Viagem Insólita: ou de como me percebo no contexto da violência enquanto ser que se humaniza na ação
Viagem Insólita: ou de como me percebo no contexto da violência enquanto ser que se humaniza na ação comprometida
Vera Dantas
Meus passos ressoam no território vivo, lugar onde construo minha vida no trabalho. Por ele sigo tentando encontrar trilhas que me conectem com o universo das famílias com as quais construo o meu cotidiano de profissional de saúde da família.
O que vejo nesses itinerários que construo e reconstruo dia a dia, sozinha ou com meus companheiros de equipe?
Que potências encontro nesses atores que a vida colocou em meu cenário de atuação?
Como os percebo?
Meros objetos de minha intervenção?
Pessoas apenas carentes de atenção, de cuidado, de orientação, ou sujeitos, gente que quer ser mais e nem sempre encontrou os espaços para tal?
Que práticas de saúde ou de doença estou a construir?

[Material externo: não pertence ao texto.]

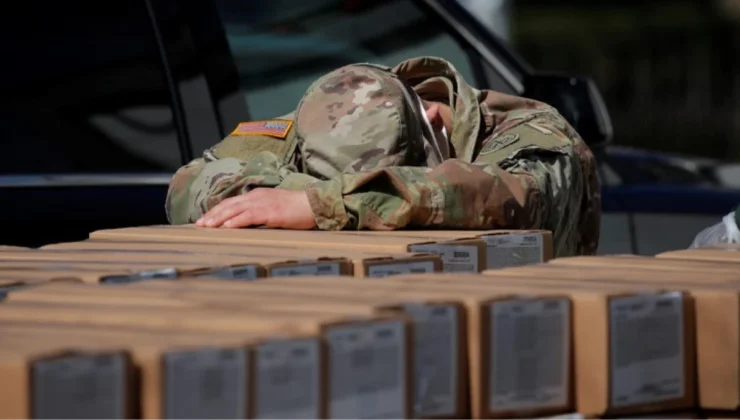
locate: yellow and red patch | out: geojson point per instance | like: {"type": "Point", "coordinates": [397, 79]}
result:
{"type": "Point", "coordinates": [272, 128]}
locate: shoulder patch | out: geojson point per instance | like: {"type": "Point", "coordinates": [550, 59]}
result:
{"type": "Point", "coordinates": [498, 143]}
{"type": "Point", "coordinates": [273, 128]}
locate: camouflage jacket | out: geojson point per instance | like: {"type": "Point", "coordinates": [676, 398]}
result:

Em minha caminhada, o que encontro?
Aqui deparei-me com uma criança cuja agressividade esconde como se encontra gravemente ferida no corpo e na alma pela ação criminosa de alguém que macula seu corpo sexualmente.
E eu, o que fiz?
Reagi?
Me incomodei ou apenas me acomodei?
Na rua outras crianças com suas infâncias roubadas mendigando sob a ordem de falsas mães? Mães verdadeiras?
Onde estará a fronteira entre o falso e o verdadeiro?
Como olho pra esse cenário?
Que reações me provocam?
Ou simplesmente não me sinto provocada?
Estou quase adentrando aquela casa quando ouço gritos abafados. Castigo e penas a alguém a quem, enquanto ser criança, não é permitido errar pra aprender e tem de se submeter à ótica do adulto.
Adulto algoz ou educador?
Talvez pai, padrasto ou então tutor?
A ele cabe disciplinar, dizem alguns!
E eu nessa essa história, entro na história?
Chamo o conselho tutelar?
Ou vou caindo fora?
É noite e ainda estou no território a caminhar, quando vejo alguém que sai do bar e, ao entrar na casa que ocupa,
Faz-se senhor e soberano.
Lá dentro, alguém espera trêmula, temerosa…
Em um relance gemidos se fazem ouvir, mas não são sussurros de prazer
Não, não são!
São gemidos de dor, de sofrimento,
Que deixam marcas e feridas
Na alma, na cara, no corpo inteiro,
Mas a voz cala!
E eu o que fiz?
Busquei saber?
Acolher?
Orientar?
Cuidar?
Ou apenas me escondi numa couraça protetora?
È tarde!
Volto pra casa exausta após mais um dia de trabalho.
O que me foi solicitado?
Receitas, exames, prescrições…
O que realizei? Conselhos, normas, rotinas, remédios, dietas, monólogos, por vezes vazios de sentido, até pra mim…
O que vi realmente em cada ser, cada família com quem me deparei?
O que me disseram nas expressões não verbais: olhares, gestos e silêncios, lágrimas ou sorrisos por vezes desdentados?
Com que me envolvo?
Com que me comprometo?
Com que me identifico?
Há muitos riscos?
Devo correr o risco?
Como escapar do risco?
Quem me protege?
O que me protege?
Quem pode me ajudar?
Quem pode compartilhar e complementar a minha ação?
Qual o meu papel nessa questão? Vou assumi-lo?
Como fazer isso? Com que instrumentos? Com poderia me aliar?
Como vencer o medo que imobiliza?
Como tecer redes, atar os nós da solidariedade?
Como romper o silêncio que oculta?
As perguntas vão me fazendo olhar em volta
Vejo pessoas, movimentos em suas potências
Vejo luzes, vejo caminhos
Caminhos…….
Não estou sozinha.
Eu vou com eles e com elas
E você?????
Por Sonia Mara de Fatima Ferreira
Verinha, quantas vezes me pego pensando e me questionando a respeito do meu cotidiano, trabalho no capsad , suas angustias são minhas e acredito que de muitos que como nós somos trabalhadores da saúde. Quando acolho meu usuário penso no que esta por trás da sua história de vida, e quando realiso a visita domiciliar é que vem os questionamentos, como ele pode ser cuidado em casa? que estrutura se tem de continuidade? são tantos, volto cansada, mas no outro dia lá estou eu novamente, que bom se todos pudessem se perguntar de como estou fazendo, com certeza os resultados seriam os melhores.